Mensch, Musik, Maschine
Im Rahmen des Festivals «Wir sind die Roboter» waren vom 29. September bis 1. Oktober das Roboter-Orchester der belgischen Logos Foundation und die Soundmaschinen von Roland Olbeter zu hören.

«Wir sind die Roboter», so prangt es von den Plakaten für das Festival. Wer spricht da? Wer ist wir? Wir alle? Sind wir etwa alle schon zu Robotern geworden, zu Automaten, gesteuert von Computern, Algorithmen und Smartphones? Oder sprechen da die Maschinen? Und wie klingt eigentlich Robotermusik? Ist das etwas unerhört anderes als das, was wir bislang unter Musik verstanden haben? Etwas ganz Neues, das unsere «verstopften und abgestumpften Wahrnehmungskanäle» erweitern kann, wie Philipp Rhensius in der Neuen Zürcher Zeitung vom 22. Juli 2016 schrieb?

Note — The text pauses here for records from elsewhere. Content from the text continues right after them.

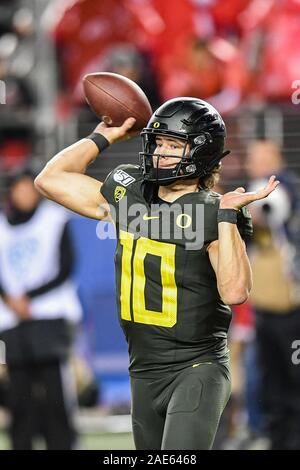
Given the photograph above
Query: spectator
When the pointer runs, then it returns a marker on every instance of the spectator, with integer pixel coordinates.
(38, 313)
(275, 296)
(207, 69)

«Was wir im Rahmen des Festivals hören werden», so heisst es im Programmheft, «ist keine Roboter-Musik, sondern Menschen-Musik, die von Maschinen gespielt wird.» Nun, das klingt zunächst mal nicht unerhört anders als alles, was wir bislang kennen. Eher im Gegenteil. Und nach einer Auseinandersetzung damit, dass wir längst alle zu Robotern geworden sind, klingt das leider auch nicht. Auch wenn die Roboter hier die erste Geige spielen werden: Der Mensch bewahrt in jedem Fall die Kontrolle. Schade!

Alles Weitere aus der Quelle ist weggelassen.